III. L’inconscient est surtout et avant tout une excuse.

1. On croit en l’inconscient par mauvaise foi

Dans le fonctionnement même de notre esprit avec l’inconscient, il y aurait un fort soupçon de mauvaise foi. Cette idée est soulevée par Sartre, dans L’être et le néant. Sartre veut dénoncer ce qui lui semble être une contradiction de la théorie de l’inconscient : il voit en effet dans la notion de refoulement une notion contradictoire. Selon lui, pour censurer quelque chose, il faut connaître cette chose, son contenu, et avoir conscience de la censurer. Comment la conscience peut-elle ignorer ce qu’elle refoule puisqu’elle le refoule ? Selon Sartre, elle doit bien savoir ce qu’elle refoule. Selon lui, une tendance refoulée ne peut se déguiser en autre qu’elle-même que s’il y a « un projet de déguisement ». Le refoulement apparaît nécessairement comme une opération consciente. L’inconscient n’est alors selon Sartre rien d’autre que l’alibi de la mauvaise foi : le fait de se mentir à soi-même. Mauvaise foi du sujet qui ne voudrait pas reconnaître ce qui lui déplaît, qui n’assumerait pas ses actes et sa pleine liberté, qui chercherait donc des excuses à ses comportements alors qu’il n’y en aurait, de fait, aucune.

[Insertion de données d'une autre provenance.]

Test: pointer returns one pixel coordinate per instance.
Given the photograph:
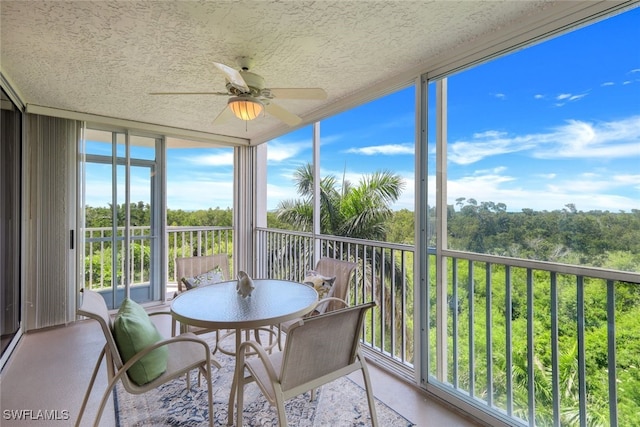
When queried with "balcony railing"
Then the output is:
(492, 345)
(517, 338)
(384, 274)
(181, 242)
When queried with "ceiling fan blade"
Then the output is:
(234, 77)
(298, 93)
(190, 93)
(280, 113)
(224, 116)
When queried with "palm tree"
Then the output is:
(361, 211)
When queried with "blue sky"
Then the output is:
(553, 124)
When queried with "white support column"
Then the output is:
(421, 258)
(244, 208)
(441, 224)
(316, 191)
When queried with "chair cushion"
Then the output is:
(204, 279)
(322, 284)
(134, 331)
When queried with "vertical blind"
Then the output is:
(50, 147)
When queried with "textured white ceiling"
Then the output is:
(104, 57)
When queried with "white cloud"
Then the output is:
(586, 192)
(575, 139)
(570, 97)
(280, 151)
(386, 149)
(217, 159)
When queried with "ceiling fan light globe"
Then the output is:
(245, 108)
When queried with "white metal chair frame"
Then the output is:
(186, 352)
(328, 267)
(318, 350)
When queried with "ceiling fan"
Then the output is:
(248, 96)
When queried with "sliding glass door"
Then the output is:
(122, 215)
(10, 225)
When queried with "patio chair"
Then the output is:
(318, 350)
(337, 297)
(181, 355)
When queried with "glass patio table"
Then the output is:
(219, 306)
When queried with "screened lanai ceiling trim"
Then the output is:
(138, 126)
(545, 27)
(559, 17)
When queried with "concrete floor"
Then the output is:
(50, 370)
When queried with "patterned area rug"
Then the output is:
(339, 403)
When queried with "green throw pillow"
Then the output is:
(134, 331)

2. L’inconscient, surtout pour se déresponsabiliser

Pire encore que la mauvaise foi, il y a sans doute aussi le souci de la déresponsabilisation, qui transparaît à force d’en appeler à l’inconscient pour s’excuser. Ainsi, l’inconscient freudien selon Alain, dans Élément de philosophie, serait une symbolisation excessive de comportements simplement irrationnels, reliés à l’instinct, à notre animalité et rien de plus. Il y a peut-être bien en tout homme une part d’animalité qui le gouverne, parfois à son insu, mais ces choses n’ont aucune prise sur le moi, unique sujet de nos pensées.

Les conséquences de la croyance en l’inconscient sont selon Alain dangereuses : l’hypothèse de l’inconscient encourage la déresponsabilisation avec le mythe d’une partie de moi qui me dirigerait et me manipulerait, à mon insu, tel un malin génie. Cela reviendrait à nous tenir pour irresponsables de nos actes. L’inconscient nous sert beaucoup trop d’alibi pour justifier nos propres fautes mais il ne devrait pas.